Thomas Waugh is a Canadian critic, programmer, lecturer, author, actor, and activist, best known for his extensive work on documentary film and eroticism in the history of LGBTQIA2+ cinema and art. A distinguished professor emeritus at Concordia University, he taught 41 years in the film studies program of the School of Cinema and held a research chair in documentary film and sexual representation. He was also the director of the Concordia HIV/AIDS Project, 1993-2017, a program providing a platform for research and conversations involving HIV/AIDS in the Montréal area.
A graduate of Columbia University, he wrote film criticism and history articles for publications such as Jump Cut and The Body Politic before publishing his first book, Show Us Life: Towards a History and Aesthetics of the Committed Documentary, in 1984.

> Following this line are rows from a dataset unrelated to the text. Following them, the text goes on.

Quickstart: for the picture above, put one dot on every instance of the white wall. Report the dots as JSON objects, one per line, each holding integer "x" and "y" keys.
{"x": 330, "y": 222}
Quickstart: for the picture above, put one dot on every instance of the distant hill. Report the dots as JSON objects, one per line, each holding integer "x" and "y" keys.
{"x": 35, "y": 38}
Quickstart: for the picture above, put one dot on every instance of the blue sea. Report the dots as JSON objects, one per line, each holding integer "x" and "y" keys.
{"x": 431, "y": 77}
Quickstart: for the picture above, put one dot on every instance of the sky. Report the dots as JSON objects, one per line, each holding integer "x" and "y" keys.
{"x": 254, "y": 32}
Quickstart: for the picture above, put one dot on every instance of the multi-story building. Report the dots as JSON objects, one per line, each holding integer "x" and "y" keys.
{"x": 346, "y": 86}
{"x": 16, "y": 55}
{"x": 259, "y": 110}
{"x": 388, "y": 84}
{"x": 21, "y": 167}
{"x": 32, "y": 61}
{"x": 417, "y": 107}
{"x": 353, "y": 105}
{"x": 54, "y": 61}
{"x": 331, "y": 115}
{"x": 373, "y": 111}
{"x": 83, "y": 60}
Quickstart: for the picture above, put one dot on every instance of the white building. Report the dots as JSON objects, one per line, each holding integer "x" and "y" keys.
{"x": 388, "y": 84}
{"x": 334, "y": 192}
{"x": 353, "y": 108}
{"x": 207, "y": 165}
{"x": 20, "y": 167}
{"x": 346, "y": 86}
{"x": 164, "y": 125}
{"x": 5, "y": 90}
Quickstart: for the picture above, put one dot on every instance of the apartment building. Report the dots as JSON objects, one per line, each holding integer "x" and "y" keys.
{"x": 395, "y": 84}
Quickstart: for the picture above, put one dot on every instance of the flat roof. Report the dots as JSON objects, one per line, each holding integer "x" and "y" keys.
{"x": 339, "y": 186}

His 1996 book, Hard to Imagine: Gay Male Eroticism in Photography and Film from Their Beginnings to Stonewall, took 13 years to research and write. Its release was delayed eight full months after its initial planned publication date, due to difficulty finding a printer willing to handle the book's sexually explicit homoerotic imagery.
He is a two-time Lambda Literary Award nominee, garnering nominations in the Visual Arts category at the 15th Lambda Literary Awards in 2003 for Out/Lines: Underground Gay Graphics From Before Stonewall, and at the 17th Lambda Literary Awards in 2005 for Lust Unearthed: Vintage Gay Graphics from the DuBek Collection. He is also the recipient of the SCMS Katherine Singer Kovacs Book Award for The Conscience of Cinema: The Work of Joris Ivens, 1912-1989.
Waugh has also served on the board of Cinema Politica, has been active with the Quebec Gay Archives, and is coeditor with Matthew Hays of the Queer Film Classics series of 19 monographs on LGBT film, published by Arsenal Pulp Press. In 2013 Waugh, Ryan Conrad and Cinema Politica raised funds on Indiegogo to produce and distribute a documentary film about the Russian LGBT organization Children-404.
In 2010, Waugh and filmmaker Kim Simard launched the Queer Media Database Canada-Québec, an online database project to collect and publish information about LGBT films and videos made in Canada and the personalities involved in their creation. The project was based in part on his 2006 book The Romance of Transgression in Canada: Queering Sexualities, Nations, Cinemas.